Foi por intermédio de Charles Clement, que é professor do Inpa, e de sua observação do cultivo da pupunha, que Aparicio descobriu as mudanças genéticas das plantas provocadas pelos povos tradicionais e como a pupunha alterou paisagens e demarcações à medida que foi “contradomesticada”. A descoberta é explorada por Miguel Aparicio em “Contradomesticação na Amazônia Indígena”, um dos 17 artigos que compõem o livro Vozes Vegetais (Ubu, 2021).
Clement tornou-se uma grande influência para o nascimento da etnobotânica praticada por Aparicio em suas pesquisas com os Banawá, na Bacia do Purus, rio que percorre o Peru e os estados do Acre e do Amazonas. “Esse povo vive dessas tecnologias há séculos. Eles poderiam ganhar mais dinheiro com as castanhas ou conseguir mais peixes com o veneno do timbó, mas, por estarem cada vez mais criminalizados em seus hábitos ou por terem seus territórios sujeitados à domesticação (manejadas pelo agronegócio), passaram a praticar o que chamo de botânica de precaução”, diz o professor. “As mulheres e os xamãs narram aquilo que eles consideram ‘caça em excesso de peixes’ ou a perseguição da entidade dona do igarapé após a pesca com timbó, atitudes que causaram inúmeras mortes.”

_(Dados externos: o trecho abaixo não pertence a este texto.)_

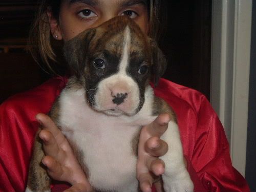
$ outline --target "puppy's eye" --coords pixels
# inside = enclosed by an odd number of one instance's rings
[[[147,67],[147,66],[145,65],[142,66],[139,69],[138,73],[139,73],[140,74],[142,74],[142,75],[145,74],[147,72],[148,69],[148,67]]]
[[[97,69],[103,69],[105,68],[105,62],[101,59],[96,59],[94,60],[93,65],[94,67]]]

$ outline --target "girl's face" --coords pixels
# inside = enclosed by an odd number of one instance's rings
[[[58,20],[48,13],[51,31],[58,39],[67,41],[116,16],[126,15],[147,33],[146,4],[146,0],[62,0]]]

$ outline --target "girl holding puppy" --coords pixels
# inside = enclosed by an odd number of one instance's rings
[[[30,35],[31,50],[36,60],[42,59],[50,69],[51,61],[59,60],[53,45],[117,15],[132,18],[152,38],[159,34],[159,15],[162,13],[159,1],[40,2]],[[46,155],[42,163],[52,178],[71,185],[56,182],[52,190],[92,191],[67,140],[48,116],[38,114],[49,112],[66,82],[67,77],[51,79],[32,90],[12,97],[1,106],[0,191],[25,190],[34,136],[39,123],[43,128],[39,136]],[[160,80],[155,91],[177,114],[184,160],[194,190],[249,191],[244,179],[232,166],[223,129],[204,96],[164,79]],[[153,183],[157,191],[162,191],[160,176],[164,171],[164,162],[157,157],[172,150],[172,146],[160,139],[169,121],[168,115],[161,115],[141,131],[140,144],[145,146],[145,164],[138,167],[137,178],[143,191],[151,191]]]

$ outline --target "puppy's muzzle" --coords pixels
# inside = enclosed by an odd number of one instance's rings
[[[112,99],[112,101],[114,103],[117,105],[120,104],[124,102],[124,99],[127,97],[127,95],[128,94],[127,93],[118,93],[116,95],[113,96],[114,99]]]

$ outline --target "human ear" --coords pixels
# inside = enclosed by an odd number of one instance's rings
[[[52,35],[55,39],[62,40],[63,37],[59,29],[57,18],[53,16],[50,8],[48,9],[47,13]]]

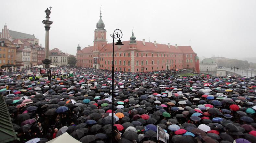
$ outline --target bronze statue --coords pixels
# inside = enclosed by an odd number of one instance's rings
[[[50,7],[50,9],[48,9],[48,8],[47,8],[47,9],[45,10],[45,11],[44,12],[45,12],[45,14],[46,14],[46,16],[47,17],[49,17],[50,16],[50,14],[51,13],[51,9],[52,8],[52,6],[51,6]]]

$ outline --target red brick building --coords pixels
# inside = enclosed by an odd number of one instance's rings
[[[107,43],[107,31],[101,19],[96,24],[93,46],[81,49],[78,44],[76,53],[77,66],[96,69],[111,70],[112,43]],[[114,70],[125,72],[144,72],[193,68],[200,72],[199,60],[190,46],[178,46],[136,41],[133,31],[129,41],[118,49],[114,46]]]

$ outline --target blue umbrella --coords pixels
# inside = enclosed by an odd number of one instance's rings
[[[95,124],[97,122],[93,120],[87,120],[87,121],[85,121],[85,123],[87,124]]]
[[[184,134],[183,134],[182,135],[182,136],[184,136],[184,135],[190,135],[192,136],[192,137],[194,137],[195,136],[195,134],[193,134],[193,133],[192,133],[191,132],[190,132],[188,131],[187,131]]]
[[[169,126],[168,127],[168,129],[171,130],[176,131],[180,128],[180,126],[177,125],[173,124]]]
[[[155,132],[156,132],[157,130],[157,126],[152,124],[147,125],[145,126],[144,127],[146,129],[151,129]]]
[[[201,118],[198,116],[192,116],[190,117],[190,119],[191,119],[192,120],[194,121],[200,121],[201,120]]]
[[[243,116],[240,118],[240,119],[246,122],[250,122],[253,121],[253,119],[252,118],[247,116]]]
[[[214,97],[212,96],[208,96],[206,97],[206,98],[208,99],[214,99]]]
[[[90,101],[91,101],[89,99],[85,99],[83,100],[83,102],[85,103],[88,103]]]
[[[203,115],[202,113],[201,113],[197,112],[193,113],[193,114],[191,115],[191,116],[198,116],[202,115]]]
[[[222,105],[220,101],[216,100],[213,100],[212,101],[211,103],[215,105],[220,106]]]
[[[173,107],[171,108],[171,110],[173,111],[177,111],[179,110],[179,108],[177,107]]]
[[[226,118],[232,118],[233,117],[231,115],[228,114],[225,114],[223,116]]]
[[[58,108],[56,109],[56,110],[55,110],[55,112],[57,113],[62,113],[63,112],[65,112],[65,111],[67,111],[68,110],[68,107],[63,106],[58,107]]]
[[[215,117],[213,118],[212,120],[213,122],[220,122],[223,120],[223,119],[221,118]]]

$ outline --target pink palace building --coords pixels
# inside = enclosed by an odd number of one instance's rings
[[[76,65],[111,70],[112,67],[113,43],[107,43],[107,31],[100,18],[94,30],[93,46],[81,49],[78,44]],[[145,72],[179,69],[193,69],[200,72],[199,58],[189,46],[177,46],[136,40],[133,31],[130,40],[122,41],[118,49],[114,46],[114,70],[125,72]]]

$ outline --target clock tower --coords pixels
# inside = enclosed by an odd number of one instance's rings
[[[105,24],[101,19],[101,8],[100,8],[100,15],[99,20],[96,24],[97,28],[94,30],[94,52],[99,51],[107,44],[107,30],[105,29]]]
[[[104,28],[105,24],[101,19],[101,8],[100,8],[99,20],[96,24],[97,28],[94,30],[94,40],[93,41],[93,67],[99,69],[99,51],[107,43],[107,30]]]

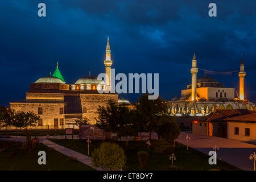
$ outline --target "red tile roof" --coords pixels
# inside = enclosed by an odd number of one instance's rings
[[[256,113],[237,116],[235,117],[224,119],[229,121],[241,121],[241,122],[256,122]]]

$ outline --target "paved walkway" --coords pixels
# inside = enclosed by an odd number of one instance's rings
[[[67,138],[71,138],[71,137],[68,137]],[[38,136],[38,138],[39,139],[39,142],[43,143],[45,146],[54,148],[55,150],[58,152],[63,154],[65,155],[67,155],[69,157],[73,157],[76,158],[76,160],[80,161],[82,163],[92,168],[95,168],[92,165],[92,159],[89,156],[82,154],[81,153],[77,152],[75,151],[73,151],[68,148],[65,147],[63,146],[59,145],[56,143],[52,142],[50,140],[47,140],[46,138],[46,136]],[[64,139],[65,138],[65,136],[51,136],[50,138],[54,139]],[[74,137],[75,138],[75,137]],[[26,140],[26,137],[24,136],[11,136],[10,138],[1,138],[0,139],[6,140],[14,140],[17,142],[24,142]],[[96,168],[96,169],[98,171],[102,171],[102,169],[100,168]]]
[[[256,152],[256,145],[243,141],[229,139],[216,136],[207,136],[181,132],[177,142],[187,145],[187,135],[191,138],[188,146],[208,155],[216,145],[220,148],[217,151],[217,158],[238,168],[250,171],[253,169],[253,162],[249,156]]]

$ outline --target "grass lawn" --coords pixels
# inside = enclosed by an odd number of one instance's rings
[[[71,140],[71,139],[54,139],[51,141],[65,146],[75,151],[85,155],[88,154],[88,144],[86,140]],[[91,155],[93,148],[98,146],[102,142],[99,140],[92,140],[90,144],[90,152]],[[126,167],[125,170],[141,170],[139,166],[137,158],[137,152],[140,151],[148,152],[149,156],[147,167],[145,170],[170,170],[171,161],[169,156],[171,154],[156,152],[154,146],[159,145],[159,141],[152,141],[152,146],[147,151],[145,141],[130,141],[128,143],[128,147],[125,146],[126,142],[115,142],[123,147],[125,151],[127,159]],[[174,151],[175,150],[175,151]],[[177,143],[174,152],[176,156],[176,160],[174,162],[174,165],[178,166],[182,170],[209,170],[218,169],[220,170],[240,170],[240,169],[230,165],[225,162],[218,160],[217,165],[210,165],[208,163],[209,156],[193,148],[189,148],[187,151],[187,147],[182,144]]]
[[[23,150],[22,143],[10,142],[7,143],[6,141],[0,140],[0,171],[94,170],[42,144],[39,144],[30,154],[27,154]],[[38,163],[39,151],[46,153],[46,165]]]
[[[51,136],[53,135],[64,135],[65,130],[30,130],[30,133],[31,136],[46,136],[48,134]],[[8,130],[0,130],[0,135],[12,135],[12,136],[26,136],[26,133],[23,130],[17,130],[17,131],[8,131]],[[74,130],[74,135],[79,134],[79,131],[77,130]]]

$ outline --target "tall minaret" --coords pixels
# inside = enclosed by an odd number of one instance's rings
[[[111,90],[111,65],[113,61],[111,60],[111,51],[109,46],[109,37],[108,37],[108,43],[106,48],[106,60],[104,61],[104,64],[106,67],[106,75],[108,75],[108,79],[106,79],[106,89]]]
[[[196,68],[196,53],[194,53],[194,56],[192,60],[192,68],[190,69],[192,75],[191,82],[191,101],[195,101],[196,98],[196,75],[198,72],[198,69]]]
[[[245,64],[243,64],[243,60],[242,57],[240,64],[240,72],[238,73],[240,77],[239,81],[239,98],[241,100],[244,100],[245,97]]]

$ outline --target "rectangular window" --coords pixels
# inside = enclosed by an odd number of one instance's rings
[[[250,129],[245,129],[245,136],[250,136]]]
[[[63,118],[60,118],[60,126],[63,126],[64,125],[64,119]]]
[[[38,107],[38,114],[43,114],[43,107]]]
[[[38,121],[38,126],[43,126],[43,119],[41,118]]]
[[[87,108],[86,106],[82,107],[82,113],[87,113]]]
[[[234,134],[237,135],[239,135],[239,127],[235,127]]]
[[[58,118],[54,118],[54,129],[57,129],[59,128],[59,119]]]
[[[60,107],[60,114],[64,114],[64,107]]]

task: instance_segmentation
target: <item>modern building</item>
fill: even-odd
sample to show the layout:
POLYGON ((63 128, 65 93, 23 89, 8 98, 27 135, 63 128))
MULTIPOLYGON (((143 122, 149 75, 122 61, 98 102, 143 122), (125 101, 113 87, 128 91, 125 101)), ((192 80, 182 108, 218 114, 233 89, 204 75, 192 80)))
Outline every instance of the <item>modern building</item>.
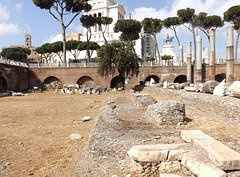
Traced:
MULTIPOLYGON (((105 37, 107 41, 118 40, 120 33, 115 33, 113 28, 114 24, 118 20, 122 20, 125 17, 126 11, 123 5, 116 3, 114 0, 89 0, 88 3, 92 6, 92 9, 89 12, 85 12, 84 15, 92 15, 93 17, 111 17, 113 19, 113 22, 107 26, 105 37)), ((91 41, 95 41, 99 45, 103 45, 104 39, 99 25, 92 27, 91 32, 91 41)), ((86 33, 87 29, 84 28, 84 40, 87 40, 86 33)))
MULTIPOLYGON (((105 31, 104 36, 108 42, 119 40, 121 33, 114 32, 114 25, 118 20, 125 19, 126 10, 122 4, 116 3, 114 0, 89 0, 88 3, 92 6, 92 9, 89 12, 84 12, 83 15, 92 15, 93 17, 105 16, 111 17, 113 22, 110 25, 103 26, 103 29, 99 25, 91 27, 91 38, 90 41, 97 42, 100 46, 105 43, 102 30, 105 31)), ((66 40, 81 40, 87 41, 87 29, 84 28, 83 34, 76 32, 71 32, 66 36, 66 40)), ((141 33, 140 39, 135 41, 135 51, 138 56, 142 59, 146 57, 154 56, 154 40, 150 35, 141 33)), ((56 56, 57 57, 57 56, 56 56)), ((54 63, 61 63, 57 58, 54 58, 54 63)), ((92 60, 96 58, 96 52, 91 56, 92 60)), ((73 60, 71 52, 67 52, 67 62, 73 60)), ((80 61, 84 62, 86 60, 86 51, 81 51, 79 55, 80 61)))
MULTIPOLYGON (((28 48, 29 50, 31 50, 31 54, 27 56, 27 59, 29 62, 38 62, 40 59, 40 56, 38 55, 38 53, 36 52, 36 48, 34 46, 32 46, 32 36, 30 34, 26 34, 25 35, 25 45, 12 45, 10 47, 22 47, 22 48, 28 48)), ((2 49, 4 49, 6 47, 3 47, 2 49)))
POLYGON ((76 32, 71 32, 66 36, 66 41, 81 41, 82 40, 82 34, 76 33, 76 32))
POLYGON ((173 57, 173 59, 171 61, 161 61, 161 65, 179 65, 178 62, 178 56, 176 55, 176 53, 174 52, 174 45, 172 44, 165 44, 162 46, 162 52, 160 54, 161 56, 164 55, 171 55, 173 57))

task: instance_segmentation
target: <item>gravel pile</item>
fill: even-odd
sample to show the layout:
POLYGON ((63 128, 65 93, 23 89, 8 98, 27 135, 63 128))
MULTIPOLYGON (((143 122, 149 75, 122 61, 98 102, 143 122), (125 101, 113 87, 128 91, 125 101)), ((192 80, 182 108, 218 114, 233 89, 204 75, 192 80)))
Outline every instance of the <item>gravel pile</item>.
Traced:
POLYGON ((240 123, 240 99, 231 96, 214 96, 207 93, 186 92, 184 90, 146 88, 159 96, 168 95, 187 107, 196 108, 226 121, 240 123), (210 104, 211 106, 208 106, 210 104))

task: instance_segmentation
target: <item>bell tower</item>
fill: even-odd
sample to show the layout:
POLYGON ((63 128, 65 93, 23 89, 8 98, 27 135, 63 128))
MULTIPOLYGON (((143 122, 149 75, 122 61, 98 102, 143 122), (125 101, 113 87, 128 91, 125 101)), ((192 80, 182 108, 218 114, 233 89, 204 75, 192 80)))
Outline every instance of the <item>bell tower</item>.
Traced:
POLYGON ((31 46, 32 46, 31 35, 27 33, 25 35, 25 47, 31 47, 31 46))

No artigo, Aparicio registra como a convivência com as castanheiras mowe (Bertholletia excelsa) marca de modo expressivo as trajetórias vegetais dos Banawá. Ele afirma que, além de serem imprescindíveis em sua dieta alimentar, as castanheiras, associadas à história de Mowewawa, o menino nascido de um ouriço de castanha, foram igualmente protagonistas na instauração de relações pacíficas com os extrativistas do interflúvio.